想起那些描述,她臉更紅了,忙在心裡唸了幾遍清心咒。

明明,她應該是很厭惡這種事情的。

言月也很困惑,但是,為什麼,和許映白在一起的時候,和以前感覺完全不同。

她強迫自己閉上眼。

第二開學,宿舍中午聚餐,言月雖然是本地人,但以前住宿舍的時間也不少,大家關係都很不錯。

知道言月出了這樁婚變的事情,心裡肯定不好受,賀丹雪幾人原本準備好好安慰言月一番,卻沒想到這幾天都不見她人。

“那三兒長相趕不上你半分.”

賀丹雪和言月關係最好,刻意坐在言月身邊,給她夾菜,又說,“你那前男友也是瞎了狗眼.”

言月是宿舍年齡最小的一個,性情天真可愛,大家都很照顧她。

黃嬈說,“我早覺得你那前男友不行,成天在那忙忙忙,也不知道在做點什麼,不知道的以為賺了多少錢呢,也沒見給月月什麼,月月自己都比他有錢.”
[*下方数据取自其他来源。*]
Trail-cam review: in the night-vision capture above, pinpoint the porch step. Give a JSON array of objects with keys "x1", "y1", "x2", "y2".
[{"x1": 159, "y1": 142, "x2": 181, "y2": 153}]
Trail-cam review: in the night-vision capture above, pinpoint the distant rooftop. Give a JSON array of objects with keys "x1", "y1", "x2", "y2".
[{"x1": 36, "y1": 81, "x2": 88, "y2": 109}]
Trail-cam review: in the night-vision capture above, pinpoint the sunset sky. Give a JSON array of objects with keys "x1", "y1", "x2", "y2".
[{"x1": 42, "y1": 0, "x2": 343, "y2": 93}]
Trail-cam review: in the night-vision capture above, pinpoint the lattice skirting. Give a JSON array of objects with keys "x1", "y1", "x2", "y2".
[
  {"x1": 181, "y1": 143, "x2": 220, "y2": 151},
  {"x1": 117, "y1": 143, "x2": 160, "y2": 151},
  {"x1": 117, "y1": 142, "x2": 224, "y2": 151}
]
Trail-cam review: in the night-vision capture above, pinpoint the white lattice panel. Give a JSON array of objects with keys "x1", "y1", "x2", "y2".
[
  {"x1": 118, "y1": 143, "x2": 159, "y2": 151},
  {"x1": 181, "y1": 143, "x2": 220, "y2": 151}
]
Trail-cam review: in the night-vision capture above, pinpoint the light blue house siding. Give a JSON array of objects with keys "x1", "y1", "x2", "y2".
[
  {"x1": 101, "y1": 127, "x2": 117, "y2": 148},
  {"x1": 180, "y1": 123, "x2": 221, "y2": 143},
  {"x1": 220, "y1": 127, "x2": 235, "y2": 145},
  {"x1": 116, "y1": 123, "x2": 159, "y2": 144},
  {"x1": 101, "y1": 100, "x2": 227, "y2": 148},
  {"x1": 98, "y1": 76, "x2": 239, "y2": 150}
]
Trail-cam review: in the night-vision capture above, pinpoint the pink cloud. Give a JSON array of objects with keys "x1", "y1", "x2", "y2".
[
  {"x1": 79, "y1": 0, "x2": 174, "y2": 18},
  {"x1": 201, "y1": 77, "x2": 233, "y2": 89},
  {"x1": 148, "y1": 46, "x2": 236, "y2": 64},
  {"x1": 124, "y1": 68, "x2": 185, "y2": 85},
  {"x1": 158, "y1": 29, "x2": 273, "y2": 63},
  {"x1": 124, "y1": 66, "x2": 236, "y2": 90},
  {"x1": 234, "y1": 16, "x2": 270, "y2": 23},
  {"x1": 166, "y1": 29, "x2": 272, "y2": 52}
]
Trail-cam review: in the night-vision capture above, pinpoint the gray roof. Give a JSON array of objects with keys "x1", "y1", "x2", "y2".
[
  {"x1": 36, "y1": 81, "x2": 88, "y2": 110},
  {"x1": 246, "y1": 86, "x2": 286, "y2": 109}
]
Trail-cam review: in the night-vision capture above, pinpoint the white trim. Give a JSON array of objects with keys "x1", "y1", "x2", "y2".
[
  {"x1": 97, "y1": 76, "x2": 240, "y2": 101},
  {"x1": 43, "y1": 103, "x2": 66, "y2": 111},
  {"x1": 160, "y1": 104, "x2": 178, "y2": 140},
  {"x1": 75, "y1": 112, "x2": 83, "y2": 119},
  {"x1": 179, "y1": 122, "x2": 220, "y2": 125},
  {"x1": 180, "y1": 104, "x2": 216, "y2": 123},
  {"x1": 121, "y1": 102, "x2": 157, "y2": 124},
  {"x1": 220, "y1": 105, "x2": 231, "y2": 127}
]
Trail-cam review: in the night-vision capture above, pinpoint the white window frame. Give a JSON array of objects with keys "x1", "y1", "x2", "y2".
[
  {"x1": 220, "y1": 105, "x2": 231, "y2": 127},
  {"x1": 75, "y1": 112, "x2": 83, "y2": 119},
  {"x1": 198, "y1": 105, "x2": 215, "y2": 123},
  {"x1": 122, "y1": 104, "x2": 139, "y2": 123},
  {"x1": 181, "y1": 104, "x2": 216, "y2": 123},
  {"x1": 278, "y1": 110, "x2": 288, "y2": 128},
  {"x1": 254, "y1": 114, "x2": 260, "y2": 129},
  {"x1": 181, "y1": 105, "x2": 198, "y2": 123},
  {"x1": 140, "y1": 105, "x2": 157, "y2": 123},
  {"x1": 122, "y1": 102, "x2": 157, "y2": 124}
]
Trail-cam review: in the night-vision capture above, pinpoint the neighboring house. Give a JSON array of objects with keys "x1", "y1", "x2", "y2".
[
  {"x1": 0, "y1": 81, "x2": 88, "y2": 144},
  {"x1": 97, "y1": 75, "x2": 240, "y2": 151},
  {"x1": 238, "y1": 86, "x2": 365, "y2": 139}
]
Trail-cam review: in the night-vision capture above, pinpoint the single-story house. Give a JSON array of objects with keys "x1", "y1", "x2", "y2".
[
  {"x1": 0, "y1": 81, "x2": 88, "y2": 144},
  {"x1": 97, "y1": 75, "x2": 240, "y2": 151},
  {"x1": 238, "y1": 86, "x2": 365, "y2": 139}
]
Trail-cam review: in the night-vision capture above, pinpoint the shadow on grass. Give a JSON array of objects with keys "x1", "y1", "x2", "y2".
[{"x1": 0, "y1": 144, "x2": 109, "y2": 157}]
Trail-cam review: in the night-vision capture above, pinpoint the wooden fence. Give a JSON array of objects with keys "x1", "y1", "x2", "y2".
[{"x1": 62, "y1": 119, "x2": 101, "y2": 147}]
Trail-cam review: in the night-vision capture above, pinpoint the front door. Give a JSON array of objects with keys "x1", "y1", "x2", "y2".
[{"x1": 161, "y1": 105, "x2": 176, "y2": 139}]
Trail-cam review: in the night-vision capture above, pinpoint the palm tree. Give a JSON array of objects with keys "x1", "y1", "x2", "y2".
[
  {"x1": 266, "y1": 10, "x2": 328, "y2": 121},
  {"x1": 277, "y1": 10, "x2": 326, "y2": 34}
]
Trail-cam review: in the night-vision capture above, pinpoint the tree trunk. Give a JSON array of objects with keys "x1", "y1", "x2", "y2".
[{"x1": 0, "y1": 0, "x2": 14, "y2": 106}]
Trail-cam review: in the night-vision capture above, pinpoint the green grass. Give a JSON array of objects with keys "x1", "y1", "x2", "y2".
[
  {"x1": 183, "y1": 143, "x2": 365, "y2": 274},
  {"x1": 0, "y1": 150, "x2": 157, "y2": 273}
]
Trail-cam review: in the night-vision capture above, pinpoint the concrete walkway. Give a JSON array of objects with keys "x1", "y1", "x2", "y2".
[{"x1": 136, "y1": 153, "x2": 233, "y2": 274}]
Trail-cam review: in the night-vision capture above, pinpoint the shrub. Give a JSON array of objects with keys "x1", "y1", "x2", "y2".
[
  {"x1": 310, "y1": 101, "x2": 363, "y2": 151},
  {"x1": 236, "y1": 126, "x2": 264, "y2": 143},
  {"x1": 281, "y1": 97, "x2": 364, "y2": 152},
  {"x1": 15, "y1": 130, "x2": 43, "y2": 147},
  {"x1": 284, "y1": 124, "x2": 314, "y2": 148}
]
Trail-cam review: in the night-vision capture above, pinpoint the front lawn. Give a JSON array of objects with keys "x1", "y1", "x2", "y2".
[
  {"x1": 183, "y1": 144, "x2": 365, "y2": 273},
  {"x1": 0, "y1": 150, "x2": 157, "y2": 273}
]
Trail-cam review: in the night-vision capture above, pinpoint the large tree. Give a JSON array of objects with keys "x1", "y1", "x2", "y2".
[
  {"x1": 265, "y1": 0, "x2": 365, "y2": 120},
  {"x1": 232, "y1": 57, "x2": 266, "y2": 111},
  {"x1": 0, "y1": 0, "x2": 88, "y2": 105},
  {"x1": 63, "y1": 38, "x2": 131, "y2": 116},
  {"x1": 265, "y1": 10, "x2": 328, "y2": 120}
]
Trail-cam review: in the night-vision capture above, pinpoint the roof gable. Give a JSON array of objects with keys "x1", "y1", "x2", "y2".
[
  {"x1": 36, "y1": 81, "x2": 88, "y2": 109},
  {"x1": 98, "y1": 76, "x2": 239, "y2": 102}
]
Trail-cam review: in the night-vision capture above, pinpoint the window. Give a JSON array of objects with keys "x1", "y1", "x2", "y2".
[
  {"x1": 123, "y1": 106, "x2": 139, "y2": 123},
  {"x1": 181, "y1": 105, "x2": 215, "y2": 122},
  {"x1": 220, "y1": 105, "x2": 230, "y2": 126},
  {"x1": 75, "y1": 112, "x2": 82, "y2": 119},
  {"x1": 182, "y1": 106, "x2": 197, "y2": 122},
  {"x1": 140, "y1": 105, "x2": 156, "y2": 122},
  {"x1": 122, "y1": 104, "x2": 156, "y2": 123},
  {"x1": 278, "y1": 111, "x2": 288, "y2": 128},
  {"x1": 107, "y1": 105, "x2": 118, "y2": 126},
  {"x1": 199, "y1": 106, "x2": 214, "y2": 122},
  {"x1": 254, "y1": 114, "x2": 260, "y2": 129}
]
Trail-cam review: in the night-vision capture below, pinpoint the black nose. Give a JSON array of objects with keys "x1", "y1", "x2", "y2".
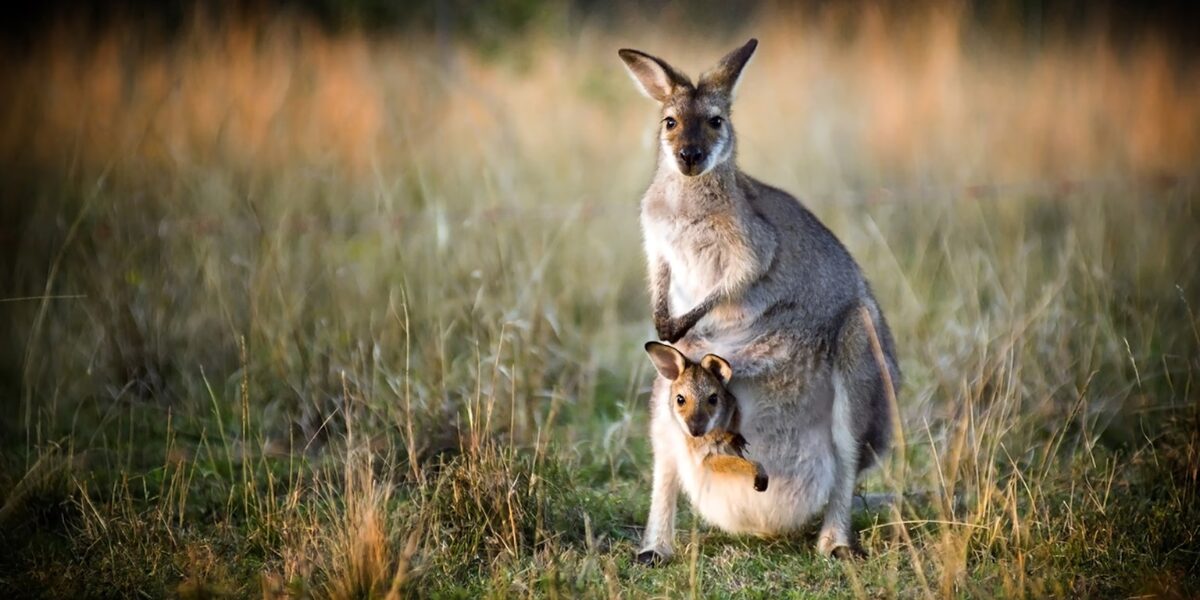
[
  {"x1": 688, "y1": 424, "x2": 706, "y2": 437},
  {"x1": 679, "y1": 147, "x2": 705, "y2": 168}
]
言月是言家獨女,而且繼承了談家的大筆遺產,完完全全可以說是真正的千金大小姐。

“月月今晚住宿舍嗎?”

“我……我那個……”言月不知道該怎麼和朋友說自己已經又結婚了的事情。

許映白和她直接地說過,希望他們不要分居,他自己每天也都會回家。

她手機在這時候響了一下,是許映白的簡訊,說今天工作結束地早,下午來禮大接她。

言月昨天把自己課表給他發了一份,下午只有一門選修課。

怎麼辦啊……言月有些發愁。

她和黃嬈、賀丹雪選的都是一節選修。

從明德樓出來,馬路對面開過來一輛黑色轎車,停在了路對面,很安靜,言月看到車牌,朝那邊望去。

她猶豫著對賀丹雪說,“雪雪,有人來接我了.”

賀丹雪問,“誰呀?你家人?”

“我,我男朋友.”

言月舌頭打結了半天,‘老公’兩個字卡在嗓子眼,怎麼也說不出來,雖然現在許映白和她確實已經是法律承認的夫妻關係了。

但是,叫她這麼叫許映白,她真的完完全全叫不出口。

“新交往的男朋友.”

她小聲說,有點心虛。

黃嬈對車有點研究,看了車標和牌照,嘖了聲,笑著說,“我就知道,月月有多受歡迎,和狗男人分手真不錯.”

言月換的這個男朋友,顯然比上一個質量高多了。

見言月和她們揮手道別,上了車。

賀丹雪盯著車牌,是帝都的牌照,純數字,最後三位是連號。

她琢磨著,好像有些眼熟,但是一時半會兒想不起來。

對面馬路上,三個男生看到言月上了這兩車。

禮大校內豪車有,但是這種檔次的車倒是第一次見,大家就多看了幾眼,沒想到,轉眼看到一個極為驚豔的漂亮女生上了車。

“媽的.”

劉奉原豔羨又嫉妒地看著那輛遠去的車,“咱學校居然有那麼漂亮的妹妹,可惜了.”

“有的沒文化的老男人就喜歡來名校找漂亮女大.”

另外一個同行的男生惡毒地說,對劉奉原擠眉弄眼,意味深長地說,“又老又醜,玩的還花,也是辛苦了.”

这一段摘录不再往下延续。